New Particle May Have Been Discovered by Accident

December 16, 2015 | Joanne Kennell

The Large Hadron Collider at CERN
Photo credit: Image Editor/Flickr (CC BY 2.0)

This could be a “total game changer.”

Exciting news out of Switzerland!  A team at CERN’s Large Hadron Collider (LHC) may have discovered a new particle.  This marks the first set of significant results since upgrades were completed at the LHC earlier this year.

Researchers observed large spikes in energy that could be the result of particle collisions between a new boson that is even larger than the Higgs.  Gian Francesco Giudice, a CERN theorist who wasn’t involved in the discovery, told Nature that, if it turns out that the data does indeed represent a new particle, it would be “a total game changer.”

The announcement comes after rumors circulated on social media that both Compound Muon Solenoid (CMS) and A Toroidal LHC Apparatus (ATLAS) detectors at the LHC saw unexpected, excess pairs of photons, each carrying 750 gigaelectronvolts (GeV) of energy, as the result of proton-proton collisions.  They believe this could have come from the decay of a new 1,500 GeV particle.

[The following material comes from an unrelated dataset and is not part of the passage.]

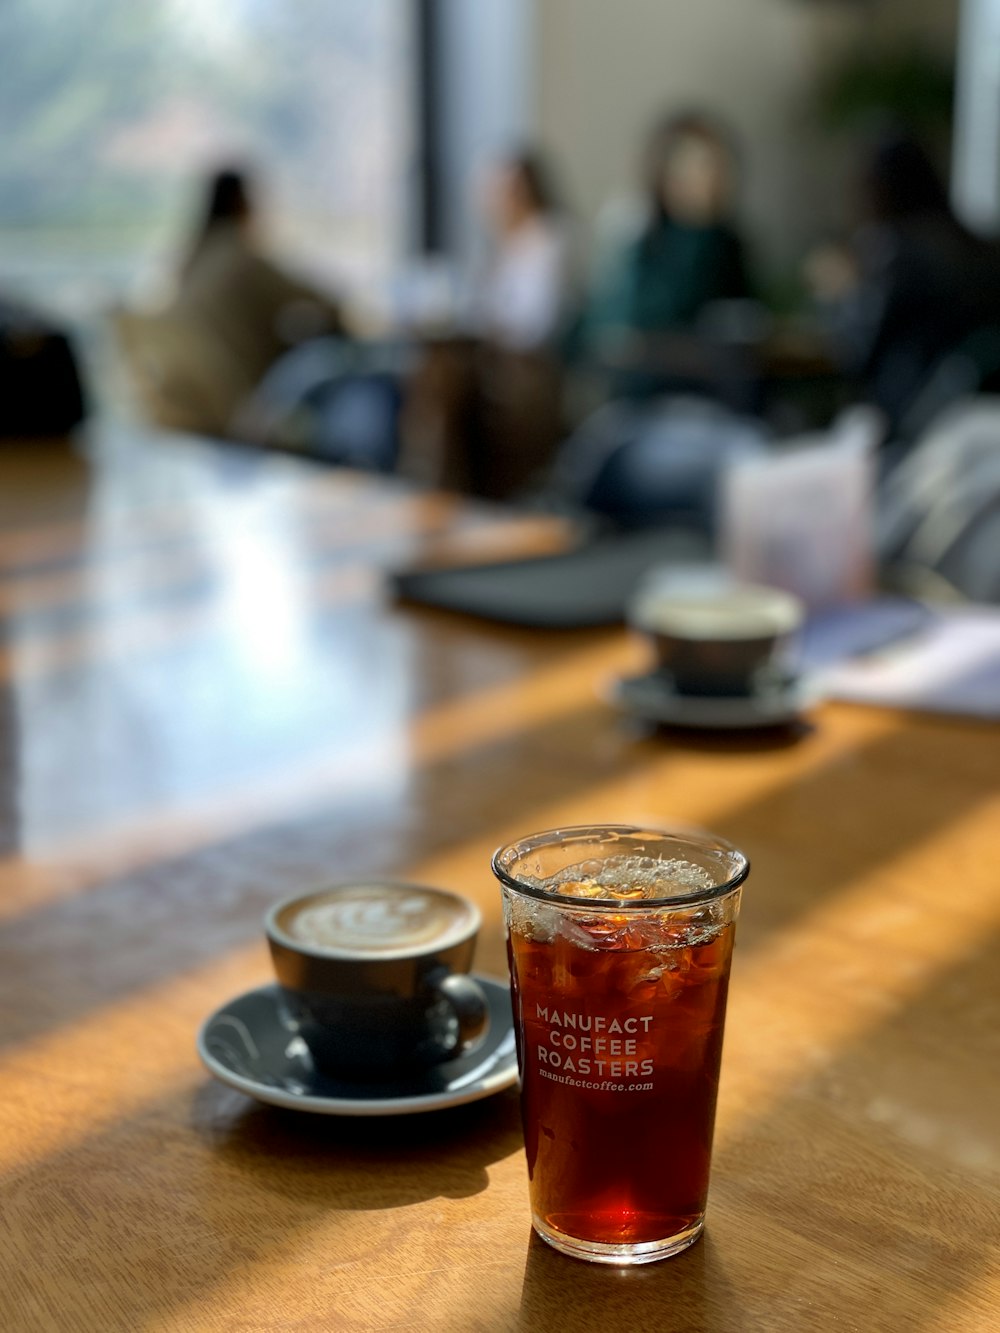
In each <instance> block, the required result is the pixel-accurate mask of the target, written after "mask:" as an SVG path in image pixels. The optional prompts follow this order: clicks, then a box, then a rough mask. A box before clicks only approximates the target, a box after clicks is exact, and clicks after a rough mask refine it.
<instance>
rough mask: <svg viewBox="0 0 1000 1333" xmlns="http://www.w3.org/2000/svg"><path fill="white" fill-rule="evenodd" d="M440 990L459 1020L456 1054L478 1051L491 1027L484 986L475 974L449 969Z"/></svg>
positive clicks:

SEE ALSO: LHC Collides Lead Ions at Record-Shattering Energy Levels

If it is a newly discovered particle, it would be four times larger than the top quark, the heaviest particle discovered so far, and six times bigger than the Higgs boson.  “The Higgs boson pales in comparison, in terms of novelty,” said Giudice.

“It is a little intriguing,” says ATLAS spokesperson Dave Charlton of the University of Birmingham, UK.  “But it can happen by coincidence.”  A heavier particle would open an entire new chapter in the field of quantum theory.  

According to Controls Middleware (CMW) spokesman Tiziano Camporesi, the team does not know what to make of the data since they were searching for an unrelated particle at the time, called a graviton.  Although this is not the particle the LHC physicists were searching for, researchers would not “find it a big surprise it this turns out to be real,” said Maxim Perelstein, a theoretical physicist at Cornell University in Ithaca, New York.

Physicists were also hoping to discover particles, called gluinos, predicted by supersymmetry, a proposed type of spacetime symmetry that relates bosons and fermions, however they continue to come up empty handed.  The lack of evidence may push supersymmetry to the point where many physicists give up on it, said Michael Peskin of the SLAC National Accelerator Laboratory in Menlo Park, California.

As for this new particle, in 2016 the LHC should be able to establish whether the results were in fact evidence of a new particle — it is a top priority for the next round of LHC runs.  “If there is an actual natural phenomenon behind these fluctuations, we will know,” said Camporesi.

Who knows what the year 2016 will bring for new discoveries.  I for one, can’t wait!